The incidence of pancreatitis in adult patients with SLE varies from 0.7 to 4% [3]. There has been no large sample-sized survey of the incidence of pancreatitis in children with SLE. A survey from France showed that pancreatitis is the second most common gastrointestinal symptom in SLE [1]; however, pancreatitis is rarely reported in children. An explanation might be as follows: Many patients with SLE with abdominal pain may be diagnosed as gastritis or other diseases; therefore, pancreatic enzymes do not get measured, and mild pancreatitis clears up by itself or is relieved by the corticosteroids administered to treat SLE [18]. Thus, the incidence of pancreatitis in SLE might be underestimated [18].

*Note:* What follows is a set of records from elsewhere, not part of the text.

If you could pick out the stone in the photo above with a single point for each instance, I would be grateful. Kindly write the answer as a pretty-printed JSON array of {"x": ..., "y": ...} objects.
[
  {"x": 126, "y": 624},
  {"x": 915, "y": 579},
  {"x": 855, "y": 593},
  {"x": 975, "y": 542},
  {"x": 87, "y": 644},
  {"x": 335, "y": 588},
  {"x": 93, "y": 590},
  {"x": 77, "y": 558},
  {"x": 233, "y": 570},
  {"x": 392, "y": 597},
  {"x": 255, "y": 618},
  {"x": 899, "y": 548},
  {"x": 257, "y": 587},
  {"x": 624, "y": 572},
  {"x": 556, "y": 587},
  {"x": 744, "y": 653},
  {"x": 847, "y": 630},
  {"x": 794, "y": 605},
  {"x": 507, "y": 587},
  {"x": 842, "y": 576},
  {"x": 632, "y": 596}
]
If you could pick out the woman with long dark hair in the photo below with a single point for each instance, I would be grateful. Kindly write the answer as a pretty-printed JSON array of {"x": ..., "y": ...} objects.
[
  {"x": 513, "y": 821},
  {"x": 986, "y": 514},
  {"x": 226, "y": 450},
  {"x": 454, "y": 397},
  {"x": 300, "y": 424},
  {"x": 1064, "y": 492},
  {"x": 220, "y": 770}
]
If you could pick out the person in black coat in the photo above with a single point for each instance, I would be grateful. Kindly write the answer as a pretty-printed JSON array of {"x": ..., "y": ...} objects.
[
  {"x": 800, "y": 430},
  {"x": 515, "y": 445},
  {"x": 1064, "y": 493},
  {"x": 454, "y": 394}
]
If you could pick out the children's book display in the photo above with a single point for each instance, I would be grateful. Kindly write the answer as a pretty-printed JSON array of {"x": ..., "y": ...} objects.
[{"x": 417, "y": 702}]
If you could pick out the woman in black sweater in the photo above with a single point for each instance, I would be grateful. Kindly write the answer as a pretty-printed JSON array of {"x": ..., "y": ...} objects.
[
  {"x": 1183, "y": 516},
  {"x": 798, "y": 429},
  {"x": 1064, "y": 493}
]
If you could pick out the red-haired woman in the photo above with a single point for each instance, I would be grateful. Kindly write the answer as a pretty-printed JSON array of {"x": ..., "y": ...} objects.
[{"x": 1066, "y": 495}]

The diagnosis of pancreatitis in SLE is not difficult, and is mainly based on clinical symptoms, abdominal CT, and elevated serum levels of amylase or lipase. However, the etiology of pancreatitis is complex. Some scholars believe that pancreatitis in lupus may be related to the use of glucocorticoids [20]. Current oral glucocorticoid use may be associated with an increased risk of acute pancreatitis; the risk is highest at 4–14 days after drug dispensation and is attenuated thereafter [45]. Methylprednisolone pulse therapy may also be related to pancreatitis. At least nine cases of pancreatitis after methylprednisolone pulse therapy have been reported, with a median latent period of 5 days [46]. However, only one pediatric patient with SLE who developed pancreatitis after methylprednisolone pulse therapy has been reported in the literature [10].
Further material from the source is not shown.